Женька сидел прямо за воротами на лавочке. «Так вот отчего я его из окна не видела», — мелькнула мысль, а потом мы встретились глазами — и я аж вздрогнула от неожиданности. Он быстро опустил взгляд, сделал вид, будто меня не узнал, я тоже проехала мимо.

«Да отвяжется он от меня когда-нибудь или нет?», — нервно думала я по дороге.

Я ничего не понимала. Парень явно мерз, выглядел ужасно, но с упорством болтался около моего дома.
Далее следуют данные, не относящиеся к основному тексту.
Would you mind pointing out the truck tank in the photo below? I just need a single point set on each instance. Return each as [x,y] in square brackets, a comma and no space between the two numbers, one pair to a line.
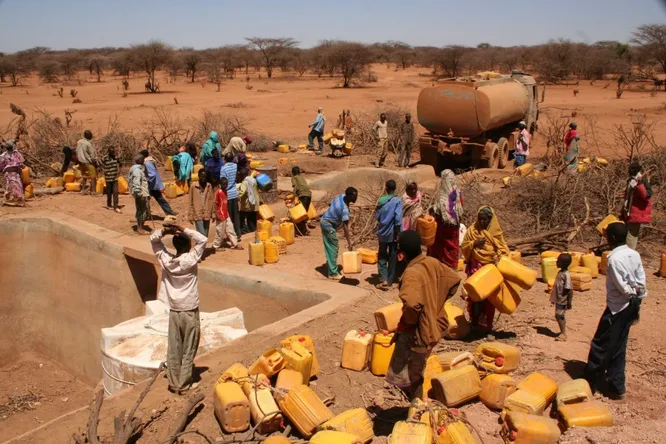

Почему он не шел к себе? Там тепло и сухо, а во дворе мерзкая октябрьская погода, добрый хозяин собаку не выпустит… Если же ему от меня что-то надо — отчего он не придет и не поговорит? Приглашение ему особо не нужно, с его-то способностью проходить сквозь стены! Что ему мешало появиться у меня дома и конкретно так предъявить, мол, Марья, ты виновна в том, что со мной случилось, ты и расхлебывай! Однако же он не только не шел на контакт, он вроде еще от меня и шарахался.

Где логика???

Вера, мастерица лечить детвору, жила в пригороде, в большом частном доме. Еще со двора я поняла — конец моей фигуре: Вера пекла пирожки. Надо сказать, что выходило у нее это просто божественно. Ирина из Восточного микрорайона считает, что знает она какой-то особый заговор для стряпух, да и я так думаю, однако сама Вера упорно твердит, что просто на глазок добавляет в муку воду, яйца, дрожжи…

Ну да, так я и поверила. Я если на глазок все это смешаю да испеку — подзаборная дворняжка есть не станет. Впрочем, над душой стоять у Веры и пытать ее утюгом я не собиралась. Правильно делает, что не признается, так и перебить заговор можно.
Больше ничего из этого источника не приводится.